Today’s New York Times has an interesting story about a common problem with elementary and high school textbooks: a lack of originality. The problem is not texts in given fields recount the same historical events — one would hope there is substantial overlap in this regard — but that, in at least one prominent case, they use virtually identical passages to describe the same events. While the texts are adorned with the names of prominent academics. it appears, have far less input over the eventual content of the textbooks than one might have thought.
Just how similar passages showed up in two books is a tale of how the largely obscure $4 billion a year world of elementary and high school textbook publishing often works, for these passages were not written by the named authors but by one or more uncredited writers.

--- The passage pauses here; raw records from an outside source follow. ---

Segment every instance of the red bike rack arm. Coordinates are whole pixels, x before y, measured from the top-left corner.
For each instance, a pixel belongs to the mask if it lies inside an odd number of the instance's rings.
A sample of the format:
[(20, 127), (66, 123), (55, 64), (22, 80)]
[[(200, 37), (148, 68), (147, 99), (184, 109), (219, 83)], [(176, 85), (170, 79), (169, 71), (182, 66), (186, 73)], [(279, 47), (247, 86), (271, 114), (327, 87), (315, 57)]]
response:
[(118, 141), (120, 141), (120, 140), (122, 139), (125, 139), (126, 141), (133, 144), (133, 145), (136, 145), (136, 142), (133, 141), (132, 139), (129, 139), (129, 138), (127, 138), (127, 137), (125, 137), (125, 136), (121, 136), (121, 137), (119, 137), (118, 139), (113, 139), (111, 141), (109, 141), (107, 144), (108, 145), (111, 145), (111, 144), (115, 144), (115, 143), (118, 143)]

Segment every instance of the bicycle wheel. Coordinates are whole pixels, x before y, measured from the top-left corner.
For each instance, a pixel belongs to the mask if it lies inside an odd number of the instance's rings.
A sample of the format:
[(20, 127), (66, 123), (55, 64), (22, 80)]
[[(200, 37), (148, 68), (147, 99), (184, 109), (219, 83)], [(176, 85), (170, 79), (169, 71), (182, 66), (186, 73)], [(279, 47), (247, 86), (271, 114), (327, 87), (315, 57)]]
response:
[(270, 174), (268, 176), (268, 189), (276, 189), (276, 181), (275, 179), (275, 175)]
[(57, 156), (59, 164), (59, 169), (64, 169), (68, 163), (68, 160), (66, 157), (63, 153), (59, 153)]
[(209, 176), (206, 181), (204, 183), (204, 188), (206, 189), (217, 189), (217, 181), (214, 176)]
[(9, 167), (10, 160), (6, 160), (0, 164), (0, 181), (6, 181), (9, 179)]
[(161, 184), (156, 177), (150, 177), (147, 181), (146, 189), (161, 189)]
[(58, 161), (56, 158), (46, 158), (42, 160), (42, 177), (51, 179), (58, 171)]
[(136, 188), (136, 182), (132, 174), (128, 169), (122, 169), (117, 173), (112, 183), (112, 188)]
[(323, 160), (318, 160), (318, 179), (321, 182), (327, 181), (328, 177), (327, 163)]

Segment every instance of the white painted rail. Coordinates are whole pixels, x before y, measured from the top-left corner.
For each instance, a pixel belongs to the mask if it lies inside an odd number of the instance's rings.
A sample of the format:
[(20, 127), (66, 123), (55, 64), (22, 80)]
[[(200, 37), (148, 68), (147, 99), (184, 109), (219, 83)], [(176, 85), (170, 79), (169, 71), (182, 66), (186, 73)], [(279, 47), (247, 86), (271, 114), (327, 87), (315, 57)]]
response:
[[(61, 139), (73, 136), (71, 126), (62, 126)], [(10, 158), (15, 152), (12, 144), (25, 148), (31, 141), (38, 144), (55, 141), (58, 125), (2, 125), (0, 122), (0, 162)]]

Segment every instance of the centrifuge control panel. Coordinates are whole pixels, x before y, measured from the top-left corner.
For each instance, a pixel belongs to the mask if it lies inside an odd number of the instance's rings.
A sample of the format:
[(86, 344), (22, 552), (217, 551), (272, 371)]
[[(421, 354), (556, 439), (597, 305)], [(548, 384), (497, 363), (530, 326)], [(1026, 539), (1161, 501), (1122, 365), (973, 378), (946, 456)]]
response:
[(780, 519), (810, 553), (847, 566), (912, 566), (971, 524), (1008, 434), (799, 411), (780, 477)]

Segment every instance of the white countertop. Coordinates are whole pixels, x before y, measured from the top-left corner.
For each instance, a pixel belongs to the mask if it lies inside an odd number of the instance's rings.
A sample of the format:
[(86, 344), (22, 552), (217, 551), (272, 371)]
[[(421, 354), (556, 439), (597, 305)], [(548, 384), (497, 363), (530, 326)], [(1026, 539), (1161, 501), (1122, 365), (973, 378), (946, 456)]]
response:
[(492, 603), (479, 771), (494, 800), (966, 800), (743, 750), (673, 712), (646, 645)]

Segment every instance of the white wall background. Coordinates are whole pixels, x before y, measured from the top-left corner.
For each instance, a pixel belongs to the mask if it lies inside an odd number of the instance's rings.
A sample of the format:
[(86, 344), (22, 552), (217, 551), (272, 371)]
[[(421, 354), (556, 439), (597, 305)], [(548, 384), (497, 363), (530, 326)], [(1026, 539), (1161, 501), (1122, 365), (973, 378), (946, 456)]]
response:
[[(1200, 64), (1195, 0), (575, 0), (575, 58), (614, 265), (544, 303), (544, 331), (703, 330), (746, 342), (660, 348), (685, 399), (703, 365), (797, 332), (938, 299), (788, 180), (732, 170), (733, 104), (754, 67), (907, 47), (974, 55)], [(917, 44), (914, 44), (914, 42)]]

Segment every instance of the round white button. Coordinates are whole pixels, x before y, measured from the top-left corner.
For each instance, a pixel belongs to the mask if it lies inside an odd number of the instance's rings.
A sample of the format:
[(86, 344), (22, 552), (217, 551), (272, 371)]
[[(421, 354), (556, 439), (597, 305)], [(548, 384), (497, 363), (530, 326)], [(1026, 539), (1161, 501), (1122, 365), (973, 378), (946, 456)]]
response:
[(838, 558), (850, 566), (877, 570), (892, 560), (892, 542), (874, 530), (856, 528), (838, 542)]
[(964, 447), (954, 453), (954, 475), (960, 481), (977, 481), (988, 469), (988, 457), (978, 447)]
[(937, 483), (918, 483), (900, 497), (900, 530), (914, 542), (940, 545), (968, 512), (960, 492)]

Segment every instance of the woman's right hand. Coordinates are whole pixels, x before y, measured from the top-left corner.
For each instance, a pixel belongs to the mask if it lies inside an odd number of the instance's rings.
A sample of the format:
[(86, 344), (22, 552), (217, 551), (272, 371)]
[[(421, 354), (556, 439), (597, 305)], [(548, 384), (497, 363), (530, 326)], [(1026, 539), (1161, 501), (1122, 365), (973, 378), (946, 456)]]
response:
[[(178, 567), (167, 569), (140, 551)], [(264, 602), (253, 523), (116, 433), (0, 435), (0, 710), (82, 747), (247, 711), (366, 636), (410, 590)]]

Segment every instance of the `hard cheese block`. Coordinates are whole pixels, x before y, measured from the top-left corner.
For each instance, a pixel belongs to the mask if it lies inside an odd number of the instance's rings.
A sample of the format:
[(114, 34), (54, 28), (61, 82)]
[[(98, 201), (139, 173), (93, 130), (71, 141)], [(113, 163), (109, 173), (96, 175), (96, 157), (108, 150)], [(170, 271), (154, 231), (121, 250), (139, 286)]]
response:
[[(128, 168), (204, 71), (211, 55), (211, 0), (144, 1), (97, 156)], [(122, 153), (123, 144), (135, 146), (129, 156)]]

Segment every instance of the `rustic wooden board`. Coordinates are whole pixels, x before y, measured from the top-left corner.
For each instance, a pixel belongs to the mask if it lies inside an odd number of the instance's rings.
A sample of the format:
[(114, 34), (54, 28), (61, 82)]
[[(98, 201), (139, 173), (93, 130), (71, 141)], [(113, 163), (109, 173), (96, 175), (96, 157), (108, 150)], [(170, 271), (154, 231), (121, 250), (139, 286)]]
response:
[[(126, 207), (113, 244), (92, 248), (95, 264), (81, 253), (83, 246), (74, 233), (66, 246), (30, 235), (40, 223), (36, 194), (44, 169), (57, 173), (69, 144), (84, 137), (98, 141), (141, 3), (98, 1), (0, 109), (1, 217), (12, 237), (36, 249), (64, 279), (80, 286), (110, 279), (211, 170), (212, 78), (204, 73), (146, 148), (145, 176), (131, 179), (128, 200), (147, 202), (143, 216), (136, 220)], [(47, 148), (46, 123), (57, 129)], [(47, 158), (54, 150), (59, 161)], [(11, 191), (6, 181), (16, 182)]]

And while it is rare that the same language is used in different books, it is common for noted scholars to give their names to elementary and high school texts, lending prestige and marketing power, while lesser known writers have a hand in the books and their frequent revisions.
As editions pass, the names on the spine of a book may have only a distant or dated relation to the words between the covers, diluted with each successive edition, people in the industry, and even authors, say.
According to the publisher, the rush to update books with contemporary material after 9/11 was part of the cause.
Wendy Spiegel, a spokeswoman for Pearson Prentice Hall, which published both books and is one of the nation’s largest textbook publishers, called the similarities “absolutely an aberration.”
She said that after Sept. 11, 2001, her company, like other publishers, hastily pulled textbooks that had already been revised and were lined up for printing so that the terror attacks could be accounted for. The material on the attacks, as well as on the other subjects, was added by in-house editors or outside writers, she said.
She added that it was “unfortunate” that the books had identical passages, but said that there were only “eight or nine” in volumes that each ran about 1,000 pages.
Others quoted inthe story suggest there is a deeper problem with the practice of putting the names of prominent academics on textbooks that they may not have written. According to Gilbert Sewall of the American Textbook Council:
“The publishers have a brand name and that name sells textbooks. . . . That’s why you have well-established authorities who put their names on the spine, but really have nothing to do with the actual writing process, which is all done in-house or by hired writers.”
So instances like the above may simply be the perils of textbook publishing (at least in some fields).
William Cronon, a historian at the University of Wisconsin who wrote the American Historical Association’s statement on ethics, said textbooks were usually corporate-driven collaborative efforts, in which the publisher had extensive rights to hire additional writers, researchers and editors and to make major revisions without the authors’ final approval. The books typically synthesize hundreds of works without using footnotes to credit sources.
“This is really about an awkward and embarrassing situation these authors have been put in because they’ve got involved in textbook publishing,” Professor Cronon said.